Não lhe disse Zé Ronald? Foi só o tema voltar à baila e as almas sebosas, sempre de prontidão, já despejaram um robusto rol de ofensas sobre minha pessoa.
Agradeço sua solidariedade, a de Thomas Bruno, a do Zé Pequeno e às gentis palavras do Zé Edmilson que vieram socorrer-me neste momento de aflição. Mesmo assim, contrariando efusivos pedidos de minha cara metade, irei com vocês quatro ao Cariri lá pelos meados de outubro, conforme já havíamos combinado, pois é quando a chuva dá trégua e assim será mais fácil encontrá-los.
Estimo, Zé Ronald, você fazer aflorar sua paixão pela ciência ao resolver fazer um levantamento estatístico de nossas amadas criaturinhas. Posso ajudá-lo nessa empreitada, vamos catalogá-los, levantar tamanho da população, a distribuição segundo gênero para uma estimativa quanto ao número de machos e fêmeas aptos a reprodução, o número de filhotes e o crescimento vegetativo dessa comunidade. Encarrego-me de organizar os dados obtidos e Thomas Bruno se prontificou em levar essa pesquisa ao nosso IBGE. Depois dessa nova aventura não quero mais tocar no assunto, pois passei da idade e do peso de suportar certas ofensas. Vou me recolher, certo de que fiz minha parte. Hoje pela última vez ainda farei, a pedido de Zé Pequeno, algumas considerações.
Creio que a presença deles nesse cantinho espremido entre o Seridó e o Pajeú se dá devido à considerável criação de caprinos tratados à pasto (no caso, entre os espinhosos pés de jurema). Além das travessuras de fazer trança em égua,
Mas vamos esclarecer: Saci é traquinas, buliçoso, mas não é mau. São arteiros, mas têm coração da melhor qualidade. A vocês meus quatro soldados de nossas mais puras tradições, vou fazer chegar alguns volumes que separam a lenda da realidade e vocês irão se abastecer de informações importantes. A literatura que deixarei com vocês permitirá que separem o mito da realidade. Mas prometi a Zé Ronald, contar hoje nesta gazeta como os vi pela primeira vez. Foi assim.

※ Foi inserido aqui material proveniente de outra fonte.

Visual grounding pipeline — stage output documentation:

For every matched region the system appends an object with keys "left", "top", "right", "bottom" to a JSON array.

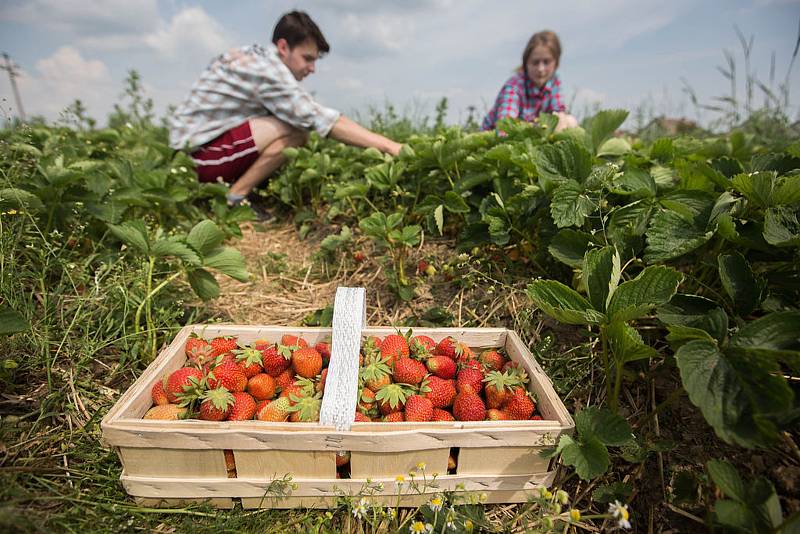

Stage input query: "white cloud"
[
  {"left": 143, "top": 7, "right": 231, "bottom": 61},
  {"left": 1, "top": 0, "right": 159, "bottom": 34},
  {"left": 333, "top": 13, "right": 415, "bottom": 57},
  {"left": 3, "top": 47, "right": 117, "bottom": 120}
]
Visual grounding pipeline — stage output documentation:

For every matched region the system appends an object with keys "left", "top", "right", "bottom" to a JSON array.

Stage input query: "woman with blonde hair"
[{"left": 482, "top": 30, "right": 578, "bottom": 132}]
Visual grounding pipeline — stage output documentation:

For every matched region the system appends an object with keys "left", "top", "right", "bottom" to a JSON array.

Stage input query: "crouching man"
[{"left": 169, "top": 10, "right": 403, "bottom": 208}]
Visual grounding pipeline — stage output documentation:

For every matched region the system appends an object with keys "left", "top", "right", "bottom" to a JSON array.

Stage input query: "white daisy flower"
[{"left": 609, "top": 500, "right": 631, "bottom": 529}]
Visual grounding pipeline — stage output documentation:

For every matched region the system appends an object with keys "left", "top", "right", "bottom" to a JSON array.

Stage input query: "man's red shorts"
[{"left": 191, "top": 121, "right": 259, "bottom": 183}]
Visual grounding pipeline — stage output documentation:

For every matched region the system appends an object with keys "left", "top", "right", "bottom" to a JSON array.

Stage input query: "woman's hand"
[{"left": 554, "top": 112, "right": 579, "bottom": 132}]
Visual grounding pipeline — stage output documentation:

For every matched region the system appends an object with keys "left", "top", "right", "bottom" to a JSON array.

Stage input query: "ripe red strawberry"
[
  {"left": 207, "top": 362, "right": 247, "bottom": 393},
  {"left": 483, "top": 370, "right": 522, "bottom": 409},
  {"left": 479, "top": 349, "right": 506, "bottom": 372},
  {"left": 314, "top": 341, "right": 331, "bottom": 366},
  {"left": 336, "top": 451, "right": 351, "bottom": 467},
  {"left": 234, "top": 346, "right": 264, "bottom": 378},
  {"left": 502, "top": 360, "right": 521, "bottom": 373},
  {"left": 292, "top": 347, "right": 322, "bottom": 379},
  {"left": 453, "top": 392, "right": 486, "bottom": 421},
  {"left": 504, "top": 388, "right": 535, "bottom": 420},
  {"left": 432, "top": 408, "right": 455, "bottom": 421},
  {"left": 276, "top": 368, "right": 295, "bottom": 392},
  {"left": 280, "top": 334, "right": 308, "bottom": 349},
  {"left": 404, "top": 395, "right": 434, "bottom": 422},
  {"left": 254, "top": 399, "right": 270, "bottom": 415},
  {"left": 256, "top": 396, "right": 292, "bottom": 422},
  {"left": 456, "top": 367, "right": 484, "bottom": 395},
  {"left": 352, "top": 250, "right": 367, "bottom": 263},
  {"left": 422, "top": 376, "right": 456, "bottom": 409},
  {"left": 434, "top": 337, "right": 469, "bottom": 360},
  {"left": 358, "top": 387, "right": 377, "bottom": 413},
  {"left": 166, "top": 367, "right": 204, "bottom": 403},
  {"left": 383, "top": 412, "right": 405, "bottom": 422},
  {"left": 354, "top": 412, "right": 372, "bottom": 422},
  {"left": 210, "top": 336, "right": 238, "bottom": 357},
  {"left": 486, "top": 408, "right": 510, "bottom": 421},
  {"left": 151, "top": 378, "right": 170, "bottom": 405},
  {"left": 410, "top": 335, "right": 436, "bottom": 356},
  {"left": 261, "top": 344, "right": 291, "bottom": 377},
  {"left": 228, "top": 392, "right": 257, "bottom": 421},
  {"left": 375, "top": 383, "right": 412, "bottom": 415},
  {"left": 203, "top": 352, "right": 236, "bottom": 375},
  {"left": 247, "top": 373, "right": 277, "bottom": 401},
  {"left": 199, "top": 387, "right": 234, "bottom": 421},
  {"left": 531, "top": 414, "right": 543, "bottom": 420},
  {"left": 426, "top": 355, "right": 457, "bottom": 379},
  {"left": 287, "top": 391, "right": 322, "bottom": 422},
  {"left": 380, "top": 334, "right": 409, "bottom": 367},
  {"left": 317, "top": 368, "right": 328, "bottom": 393},
  {"left": 393, "top": 357, "right": 427, "bottom": 385},
  {"left": 361, "top": 354, "right": 392, "bottom": 391}
]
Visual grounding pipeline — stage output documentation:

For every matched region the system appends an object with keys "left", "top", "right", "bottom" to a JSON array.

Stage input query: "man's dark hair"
[{"left": 272, "top": 11, "right": 330, "bottom": 54}]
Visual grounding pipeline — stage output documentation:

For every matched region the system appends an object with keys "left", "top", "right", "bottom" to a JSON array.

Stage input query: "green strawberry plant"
[
  {"left": 358, "top": 210, "right": 421, "bottom": 301},
  {"left": 527, "top": 246, "right": 683, "bottom": 412},
  {"left": 107, "top": 218, "right": 249, "bottom": 359}
]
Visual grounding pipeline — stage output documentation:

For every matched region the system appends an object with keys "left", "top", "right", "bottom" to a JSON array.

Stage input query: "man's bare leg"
[{"left": 228, "top": 117, "right": 308, "bottom": 197}]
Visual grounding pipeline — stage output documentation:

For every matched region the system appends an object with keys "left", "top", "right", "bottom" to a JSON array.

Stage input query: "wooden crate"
[{"left": 101, "top": 325, "right": 574, "bottom": 509}]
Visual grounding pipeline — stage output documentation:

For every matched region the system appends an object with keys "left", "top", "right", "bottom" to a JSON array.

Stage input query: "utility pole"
[{"left": 1, "top": 52, "right": 26, "bottom": 122}]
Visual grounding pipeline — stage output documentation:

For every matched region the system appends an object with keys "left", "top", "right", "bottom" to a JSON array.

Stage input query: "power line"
[{"left": 1, "top": 52, "right": 26, "bottom": 122}]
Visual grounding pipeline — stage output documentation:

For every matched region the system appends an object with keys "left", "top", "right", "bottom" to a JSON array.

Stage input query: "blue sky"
[{"left": 1, "top": 0, "right": 799, "bottom": 129}]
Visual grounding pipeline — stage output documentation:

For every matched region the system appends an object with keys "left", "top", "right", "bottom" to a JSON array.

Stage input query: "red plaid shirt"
[{"left": 482, "top": 72, "right": 565, "bottom": 131}]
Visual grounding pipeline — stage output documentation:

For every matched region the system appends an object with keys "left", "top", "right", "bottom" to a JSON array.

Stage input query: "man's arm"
[{"left": 329, "top": 116, "right": 402, "bottom": 156}]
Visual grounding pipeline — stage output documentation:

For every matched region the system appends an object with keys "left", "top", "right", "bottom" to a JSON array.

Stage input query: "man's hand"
[{"left": 330, "top": 116, "right": 403, "bottom": 156}]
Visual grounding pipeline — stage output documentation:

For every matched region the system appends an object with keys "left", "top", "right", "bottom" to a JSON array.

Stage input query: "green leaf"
[
  {"left": 718, "top": 252, "right": 763, "bottom": 316},
  {"left": 731, "top": 171, "right": 779, "bottom": 208},
  {"left": 676, "top": 339, "right": 792, "bottom": 448},
  {"left": 657, "top": 294, "right": 729, "bottom": 343},
  {"left": 575, "top": 406, "right": 633, "bottom": 446},
  {"left": 0, "top": 188, "right": 44, "bottom": 211},
  {"left": 763, "top": 207, "right": 800, "bottom": 246},
  {"left": 606, "top": 321, "right": 657, "bottom": 363},
  {"left": 584, "top": 109, "right": 629, "bottom": 155},
  {"left": 151, "top": 238, "right": 202, "bottom": 266},
  {"left": 728, "top": 312, "right": 800, "bottom": 370},
  {"left": 773, "top": 174, "right": 800, "bottom": 205},
  {"left": 649, "top": 138, "right": 675, "bottom": 162},
  {"left": 583, "top": 246, "right": 620, "bottom": 312},
  {"left": 434, "top": 204, "right": 444, "bottom": 236},
  {"left": 548, "top": 229, "right": 593, "bottom": 267},
  {"left": 527, "top": 280, "right": 604, "bottom": 325},
  {"left": 707, "top": 459, "right": 747, "bottom": 501},
  {"left": 645, "top": 209, "right": 715, "bottom": 262},
  {"left": 610, "top": 167, "right": 656, "bottom": 197},
  {"left": 534, "top": 139, "right": 592, "bottom": 187},
  {"left": 443, "top": 191, "right": 470, "bottom": 213},
  {"left": 187, "top": 269, "right": 220, "bottom": 300},
  {"left": 597, "top": 137, "right": 631, "bottom": 157},
  {"left": 558, "top": 434, "right": 610, "bottom": 481},
  {"left": 606, "top": 265, "right": 683, "bottom": 322},
  {"left": 107, "top": 220, "right": 150, "bottom": 254},
  {"left": 550, "top": 179, "right": 596, "bottom": 228},
  {"left": 0, "top": 306, "right": 30, "bottom": 336},
  {"left": 186, "top": 219, "right": 225, "bottom": 256},
  {"left": 714, "top": 500, "right": 757, "bottom": 531},
  {"left": 203, "top": 247, "right": 249, "bottom": 282}
]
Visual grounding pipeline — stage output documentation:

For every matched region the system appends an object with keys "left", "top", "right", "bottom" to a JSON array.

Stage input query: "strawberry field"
[{"left": 1, "top": 93, "right": 800, "bottom": 532}]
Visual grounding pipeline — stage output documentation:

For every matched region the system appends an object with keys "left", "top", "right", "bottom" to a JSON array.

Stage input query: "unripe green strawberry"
[
  {"left": 256, "top": 396, "right": 292, "bottom": 422},
  {"left": 143, "top": 404, "right": 187, "bottom": 420},
  {"left": 228, "top": 392, "right": 257, "bottom": 421}
]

Era um 1º de maio, o de 1957. É quando o frio começa a dar as caras lá pelas bandas da Mantiqueira. Meu avô, o Vico, o irmão dele, o Miro e mais eu que ainda não completara 7 anos, já de manhãzinha, saímos aboletados no jeep do Dito da Mata que nos deu carona até os altos do Baú, onde à época acabavam as estradas e dali para frente, só trilhas nas matas de araucária e pinho bravo. Fomos colher pinhão. Não só colhê-los. mas assá-los em fogo feito com galhos e folhas pinheiro. Tudo certo, meu avô, o tio e eu já havíamos colhido uma saca daquelas sementes apetitosas. Então, acendemos o fogo e ficamos esperando estouros na fogueira que anunciam que o pinhão está no ponto.

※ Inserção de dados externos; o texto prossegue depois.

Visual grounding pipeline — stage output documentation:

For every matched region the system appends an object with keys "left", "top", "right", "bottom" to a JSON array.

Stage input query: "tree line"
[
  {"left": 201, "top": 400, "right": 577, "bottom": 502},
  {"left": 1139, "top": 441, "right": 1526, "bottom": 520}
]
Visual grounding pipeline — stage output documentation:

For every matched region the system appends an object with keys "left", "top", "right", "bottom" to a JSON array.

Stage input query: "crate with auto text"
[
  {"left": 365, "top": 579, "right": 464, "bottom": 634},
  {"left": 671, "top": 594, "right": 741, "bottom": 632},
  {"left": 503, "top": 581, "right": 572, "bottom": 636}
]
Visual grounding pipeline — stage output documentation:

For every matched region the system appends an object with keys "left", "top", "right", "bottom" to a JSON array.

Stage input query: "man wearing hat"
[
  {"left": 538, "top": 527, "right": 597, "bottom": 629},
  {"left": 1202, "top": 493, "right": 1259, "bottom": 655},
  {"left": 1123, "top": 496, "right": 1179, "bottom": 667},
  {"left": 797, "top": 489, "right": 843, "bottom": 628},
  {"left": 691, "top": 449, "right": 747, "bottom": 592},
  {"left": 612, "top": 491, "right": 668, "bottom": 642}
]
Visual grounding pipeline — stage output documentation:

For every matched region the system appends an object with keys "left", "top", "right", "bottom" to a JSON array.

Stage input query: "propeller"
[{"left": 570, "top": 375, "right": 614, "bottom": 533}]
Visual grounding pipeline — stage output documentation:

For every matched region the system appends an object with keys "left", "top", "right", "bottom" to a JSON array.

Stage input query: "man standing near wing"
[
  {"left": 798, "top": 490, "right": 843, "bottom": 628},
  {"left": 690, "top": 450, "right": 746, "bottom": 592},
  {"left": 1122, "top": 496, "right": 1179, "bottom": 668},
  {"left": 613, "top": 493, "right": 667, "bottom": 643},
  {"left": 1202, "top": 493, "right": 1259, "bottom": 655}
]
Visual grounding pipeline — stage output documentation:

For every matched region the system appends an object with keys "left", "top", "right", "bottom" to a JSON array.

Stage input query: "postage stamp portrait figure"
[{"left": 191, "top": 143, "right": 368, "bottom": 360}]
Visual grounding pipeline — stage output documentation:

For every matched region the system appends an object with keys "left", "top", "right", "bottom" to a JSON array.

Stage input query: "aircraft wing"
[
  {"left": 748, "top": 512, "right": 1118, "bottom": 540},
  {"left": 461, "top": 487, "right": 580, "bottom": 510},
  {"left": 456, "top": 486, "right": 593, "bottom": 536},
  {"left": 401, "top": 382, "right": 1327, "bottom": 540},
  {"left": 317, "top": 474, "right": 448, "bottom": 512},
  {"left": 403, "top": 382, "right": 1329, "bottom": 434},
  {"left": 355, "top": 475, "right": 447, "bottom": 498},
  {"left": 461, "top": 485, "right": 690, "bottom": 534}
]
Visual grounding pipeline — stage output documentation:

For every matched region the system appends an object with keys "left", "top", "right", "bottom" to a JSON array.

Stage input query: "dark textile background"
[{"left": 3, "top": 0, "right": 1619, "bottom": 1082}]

Aí é que se deu o fato. Depois de mais de hora de caminhada, Tio Miro disse ao meu avô: Nós já passamos por aqui e não faz muito tempo. Estávamos caminhando em círculo. E tio Miro ainda disse: Vico, estamos perdidos. Andamos mais um pouquinho e achamos uma clareira. Ali, meu avô que era muito sabido e já lera as aventuras de Marco Polo, sugeriu que esperássemos anoitecer. À noite, segundo ele, era só olhar para o céu, encontrar o Cruzeiro do Sul, prolongar o braço imaginário da cruz, o maior, umas quatro vezes até o horizonte. Ali estaria o Sul, atrás o Norte e à esquerda o Leste que deveria indicar nossa rota.
Acontece que a noite foi chegando, não com o céu estrelado como prevíamos, mas com nuvens espessas e cadê a constelação que permitiria ao meu avô tirar-nos dali? Fizemos uma fogueira para dar um tempinho. Quem sabe as nuvens se dissipariam. Nada. Até que meu avô, no chegar da escuridão, nos apontou um bando de vaga-lumes. Não são vagalumes, disse tio Miro, são sacis.
Meu avô pediu que eu jamais contasse isso a alguém, pois certamente iriam pensar que estávamos perdendo o juízo e tio Miro fez-me jurar que eu não os tiraria do coração. Só hoje estou quebrando o pacto que fiz com meu avô. Quanto à promessa, fica tranquilo tio querido, eu ainda os tenho no coração, pois essas lembranças é o que ainda me fazem inaugurar a vida todas as manhãs.